Practice your answers to questions you know you will be asked like “tell us a little about yourself.” Practice working the keywords you pull from the job description and company site into your answers. The goal is to become comfortable describing yourself in a positive light when in an interview setting. Remember, you can always ask for a second to think or for your interviewer to repeat or clarify the question. Once you don’t have to scramble for your answers to every single question, the pressure you feel walking into an interview is significantly lessened.
Also, don’t forget to practice confidence right before an interview! It’s easy to give into the self-doubt monster 30 minutes before that zoom call, but once you break the cycle and remain calm through most of an interview, the job search gets that much easier.
For developers looking for their first tech role, practice how to describe your learning process and saying “I don’t know but here’s how I would find out.” You are also interviewing the company, and if they’re only looking for someone that already knows all the answers, they’re probably not going to find a candidate anytime soon and you don’t want to work for them anyway.
Cold emailing/messaging is always awkward. Be nice and enthusiastic and don’t be afraid to tell the person why you’re contacting them, especially if it’s because you think they’re knowledgeable. You’ll be surprised how many people love to hear you think they’re an expert — they’re probably not perfectly confident either!
Share! Share! Share! You’ve got to practice your way out of that reticence to share. Tell everyone you know, “hey, I’m looking for a job right now.” When you build or write a cool thing, share it on social media and show people! If you don’t write, you could share your StackOverflow or Github. Explaining how your cool new app works to a layman, even if it’s just your parents, will help you explain it in an interview.
I did not feel 100% confident about the site and blog post I shared when I shared them, but they ended up being the catalyst that got me a job. Imperfect self-promotion will always win out over self-rejection.
References can be people you work with on coding projects. They don’t have to be a former co-worker, so you can ask anyone you’ve worked with on an open source or volunteer project. Unless the company specifies that they want professional reference, they don’t have to be someone you have worked with at all. I would avoid family members, but I’ve used friends as references plenty of times.
Now I hope you’ll see a job description or interview as an opportunity to show your strengths rather than opportunities to fail. A job description should be a tool for you to use to show another human who happens to be your interviewer that you can most certainly hit the ground running if they hire you. A cover letter, thank you note, resume, or online presence should be full of shameless self-promotion.

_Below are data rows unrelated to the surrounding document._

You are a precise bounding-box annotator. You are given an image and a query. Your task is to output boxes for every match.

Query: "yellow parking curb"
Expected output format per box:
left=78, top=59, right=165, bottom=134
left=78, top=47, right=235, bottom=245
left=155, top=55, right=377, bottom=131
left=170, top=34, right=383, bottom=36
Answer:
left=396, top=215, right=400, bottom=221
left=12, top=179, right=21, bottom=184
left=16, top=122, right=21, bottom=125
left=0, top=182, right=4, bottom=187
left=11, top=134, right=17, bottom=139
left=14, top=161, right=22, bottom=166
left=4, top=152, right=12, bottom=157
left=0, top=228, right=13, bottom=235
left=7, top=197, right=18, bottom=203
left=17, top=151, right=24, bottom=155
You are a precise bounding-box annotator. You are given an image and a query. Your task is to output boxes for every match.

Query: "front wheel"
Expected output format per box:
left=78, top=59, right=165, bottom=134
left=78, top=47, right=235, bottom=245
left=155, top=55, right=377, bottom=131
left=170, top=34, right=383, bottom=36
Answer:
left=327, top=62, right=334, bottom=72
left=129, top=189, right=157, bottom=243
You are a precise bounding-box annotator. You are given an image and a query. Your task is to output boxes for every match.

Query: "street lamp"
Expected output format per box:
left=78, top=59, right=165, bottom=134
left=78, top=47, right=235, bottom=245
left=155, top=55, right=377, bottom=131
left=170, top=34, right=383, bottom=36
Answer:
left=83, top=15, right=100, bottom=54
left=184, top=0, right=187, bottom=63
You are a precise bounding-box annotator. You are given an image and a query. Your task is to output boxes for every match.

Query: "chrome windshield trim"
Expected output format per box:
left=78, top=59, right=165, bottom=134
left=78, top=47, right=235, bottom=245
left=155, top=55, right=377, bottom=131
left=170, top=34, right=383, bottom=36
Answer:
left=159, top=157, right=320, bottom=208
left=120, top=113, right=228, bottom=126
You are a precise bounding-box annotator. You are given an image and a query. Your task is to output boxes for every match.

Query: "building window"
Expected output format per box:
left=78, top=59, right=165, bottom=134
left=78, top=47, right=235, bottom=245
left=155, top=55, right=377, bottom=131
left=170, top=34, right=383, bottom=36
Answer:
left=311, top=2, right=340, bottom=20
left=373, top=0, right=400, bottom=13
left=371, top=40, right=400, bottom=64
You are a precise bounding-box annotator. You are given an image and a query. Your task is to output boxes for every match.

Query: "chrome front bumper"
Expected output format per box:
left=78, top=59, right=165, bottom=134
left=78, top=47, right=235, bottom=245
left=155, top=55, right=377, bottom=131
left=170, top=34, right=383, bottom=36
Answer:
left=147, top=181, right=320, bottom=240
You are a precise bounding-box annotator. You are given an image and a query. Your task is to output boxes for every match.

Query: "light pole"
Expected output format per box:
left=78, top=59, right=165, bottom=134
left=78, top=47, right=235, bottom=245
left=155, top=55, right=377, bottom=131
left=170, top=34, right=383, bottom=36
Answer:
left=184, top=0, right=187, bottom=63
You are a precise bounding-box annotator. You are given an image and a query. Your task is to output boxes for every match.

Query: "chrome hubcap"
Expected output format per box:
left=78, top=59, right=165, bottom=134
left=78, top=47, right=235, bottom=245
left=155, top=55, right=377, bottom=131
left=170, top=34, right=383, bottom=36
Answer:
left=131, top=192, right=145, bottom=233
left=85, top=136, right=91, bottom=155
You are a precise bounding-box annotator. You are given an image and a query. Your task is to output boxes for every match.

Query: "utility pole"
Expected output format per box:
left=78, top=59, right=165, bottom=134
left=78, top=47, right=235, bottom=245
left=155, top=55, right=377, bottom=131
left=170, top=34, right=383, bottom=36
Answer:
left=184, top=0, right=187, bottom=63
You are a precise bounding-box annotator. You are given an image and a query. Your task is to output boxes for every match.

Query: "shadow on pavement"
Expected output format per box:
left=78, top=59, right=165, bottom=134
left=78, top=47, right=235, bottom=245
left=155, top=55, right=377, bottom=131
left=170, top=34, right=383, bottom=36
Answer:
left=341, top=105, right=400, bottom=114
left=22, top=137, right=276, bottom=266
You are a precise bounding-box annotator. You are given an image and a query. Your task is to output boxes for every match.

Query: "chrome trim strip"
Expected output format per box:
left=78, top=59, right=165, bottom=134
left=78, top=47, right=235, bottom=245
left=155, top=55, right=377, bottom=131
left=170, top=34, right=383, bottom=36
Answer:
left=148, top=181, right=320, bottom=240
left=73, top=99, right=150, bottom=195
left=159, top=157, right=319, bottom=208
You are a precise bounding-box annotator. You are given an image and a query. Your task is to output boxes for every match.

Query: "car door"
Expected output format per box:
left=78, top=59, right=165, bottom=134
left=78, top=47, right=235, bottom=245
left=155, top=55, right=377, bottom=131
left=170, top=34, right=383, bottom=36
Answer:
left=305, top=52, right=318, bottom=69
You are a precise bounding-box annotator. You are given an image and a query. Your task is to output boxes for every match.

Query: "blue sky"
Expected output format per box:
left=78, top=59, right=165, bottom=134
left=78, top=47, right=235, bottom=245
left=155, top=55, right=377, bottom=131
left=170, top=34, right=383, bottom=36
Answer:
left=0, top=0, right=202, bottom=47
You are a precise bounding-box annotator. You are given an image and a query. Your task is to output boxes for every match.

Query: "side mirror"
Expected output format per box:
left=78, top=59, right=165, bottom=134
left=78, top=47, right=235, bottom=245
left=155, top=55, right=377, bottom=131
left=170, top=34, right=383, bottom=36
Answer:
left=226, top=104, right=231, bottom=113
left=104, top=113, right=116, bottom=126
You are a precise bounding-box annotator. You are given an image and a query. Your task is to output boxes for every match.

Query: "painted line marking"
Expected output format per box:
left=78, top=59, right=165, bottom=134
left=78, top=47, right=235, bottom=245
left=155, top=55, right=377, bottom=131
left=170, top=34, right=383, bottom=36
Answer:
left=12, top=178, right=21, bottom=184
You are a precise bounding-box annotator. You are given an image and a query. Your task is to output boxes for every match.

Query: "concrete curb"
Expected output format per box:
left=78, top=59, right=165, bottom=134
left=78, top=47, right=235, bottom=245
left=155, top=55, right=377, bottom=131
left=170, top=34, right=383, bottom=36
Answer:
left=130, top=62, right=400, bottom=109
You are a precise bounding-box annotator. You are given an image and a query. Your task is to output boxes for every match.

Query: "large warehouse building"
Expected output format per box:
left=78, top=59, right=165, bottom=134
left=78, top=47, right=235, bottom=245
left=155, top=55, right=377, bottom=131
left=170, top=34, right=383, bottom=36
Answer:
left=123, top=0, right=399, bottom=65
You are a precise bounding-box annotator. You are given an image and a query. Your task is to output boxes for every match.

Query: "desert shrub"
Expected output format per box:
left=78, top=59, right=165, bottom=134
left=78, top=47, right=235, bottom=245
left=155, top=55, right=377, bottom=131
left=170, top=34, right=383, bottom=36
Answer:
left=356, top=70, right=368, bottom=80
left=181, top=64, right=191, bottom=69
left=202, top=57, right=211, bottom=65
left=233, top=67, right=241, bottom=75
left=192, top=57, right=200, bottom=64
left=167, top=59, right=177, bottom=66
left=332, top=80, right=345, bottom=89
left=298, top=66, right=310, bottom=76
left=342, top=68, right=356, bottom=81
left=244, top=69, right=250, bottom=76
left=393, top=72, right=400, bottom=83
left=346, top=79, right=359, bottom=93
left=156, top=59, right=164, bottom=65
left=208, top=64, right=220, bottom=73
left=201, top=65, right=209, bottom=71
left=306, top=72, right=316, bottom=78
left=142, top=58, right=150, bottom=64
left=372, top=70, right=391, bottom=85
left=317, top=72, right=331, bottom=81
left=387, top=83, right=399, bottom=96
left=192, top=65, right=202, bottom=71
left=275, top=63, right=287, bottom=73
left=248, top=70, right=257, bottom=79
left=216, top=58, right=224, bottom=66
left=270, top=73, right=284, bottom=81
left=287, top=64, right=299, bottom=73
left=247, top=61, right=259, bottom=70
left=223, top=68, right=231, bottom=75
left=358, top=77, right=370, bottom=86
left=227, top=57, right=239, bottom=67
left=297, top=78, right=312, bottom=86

6 months ago, I would not have described myself as a confident person. The people who have met me in the last few months would disagree. All I did was commit to practicing confidence over self-rejection and self-doubt. Just like a meditation practice, the idea is to practice enough that confidence becomes a tool you can lean on when your brain wants to doubt you. There is something that makes you unique and a great person to hire. Tell everyone about it.